Because that’s what it’s doing. Israel is fighting an existential battle….

And now I’m telling you, Mr. Timmermans, via you, Mr. Chairman: Israel is fighting our battle…If Jerusalem falls, then Athens, Paris, and Amsterdam are next.

They are fighting our battle. And if our mothers, in the West, can sleep peacefully, it is because the mothers of Israeli soldiers are awake, wondering whether their children will come out of the battle alive.

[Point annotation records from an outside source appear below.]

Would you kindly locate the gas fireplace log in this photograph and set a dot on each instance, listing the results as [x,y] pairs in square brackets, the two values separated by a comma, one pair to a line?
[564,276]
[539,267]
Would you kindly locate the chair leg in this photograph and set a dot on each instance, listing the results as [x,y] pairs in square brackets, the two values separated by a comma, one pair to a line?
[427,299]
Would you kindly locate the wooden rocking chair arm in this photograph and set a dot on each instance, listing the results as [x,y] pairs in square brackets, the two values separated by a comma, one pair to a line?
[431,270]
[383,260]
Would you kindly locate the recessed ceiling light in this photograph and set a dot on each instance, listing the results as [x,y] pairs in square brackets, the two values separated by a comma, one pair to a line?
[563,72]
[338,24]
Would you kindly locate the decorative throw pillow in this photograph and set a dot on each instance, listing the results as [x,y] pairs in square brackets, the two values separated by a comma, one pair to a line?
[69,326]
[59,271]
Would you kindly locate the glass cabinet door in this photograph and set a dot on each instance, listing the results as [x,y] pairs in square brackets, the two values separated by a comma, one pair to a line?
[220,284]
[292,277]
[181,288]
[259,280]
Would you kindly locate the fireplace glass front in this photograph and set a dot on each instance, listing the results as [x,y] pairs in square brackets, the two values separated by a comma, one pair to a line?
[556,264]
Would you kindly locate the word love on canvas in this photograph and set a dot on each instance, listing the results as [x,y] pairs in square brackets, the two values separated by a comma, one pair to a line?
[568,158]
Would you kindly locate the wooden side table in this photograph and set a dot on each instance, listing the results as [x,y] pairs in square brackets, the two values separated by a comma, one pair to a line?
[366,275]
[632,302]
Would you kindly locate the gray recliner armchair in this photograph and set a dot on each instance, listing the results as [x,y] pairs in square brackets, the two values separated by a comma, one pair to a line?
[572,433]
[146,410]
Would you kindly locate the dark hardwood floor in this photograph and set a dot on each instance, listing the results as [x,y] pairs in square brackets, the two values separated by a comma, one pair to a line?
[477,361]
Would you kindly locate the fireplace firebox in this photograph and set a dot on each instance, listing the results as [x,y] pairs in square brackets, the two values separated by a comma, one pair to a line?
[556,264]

And that was just part of it. Again, Dutch politicians don’t often talk this way. Yes, the Dutch are famously good at speaking their minds, even if it means being exceedingly blunt and offensive. But rarely if ever do they do it with the flair and fire and fury, and the tough, bold, uncompromising spirit, that Wilders displayed at that lectern. After all, compromise, not courage, is the time-honored watchword for Dutch politicians – and, for that matter, for Dutch businessmen and other Dutchmen engaged in give-or-take with one another. Compromise! But on his convictions about Islam and on his devotion to Israel – and, above all, on the paramount question of human liberty – Wilders has stubbornly refused, year in and year out, to yield an inch. To be sure, when he agreed to be part of the coalition government a year and a half ago, he made what you might characterize as a sort of compromise, accepting the promises of his coalition partners. But when it became clear that they had betrayed him and were not about to change their tune, he brought down (to shift metaphors) the whole house of cards.

Now what? In the 2023 election, Wilders more than earned the right to be named prime minister. He deserves that prize now. No one else can or will do what needs to be done to save the Netherlands. If the powers that be persist in withholding that post from him – and that includes the cowardly constitutional monarch, King Willem-Alexander, whose haughty disdain for Wilders (his inferior, but his better) has been public knowledge since long before he assumed the throne – then it will be a bad joke to speak of the Netherlands as a democracy.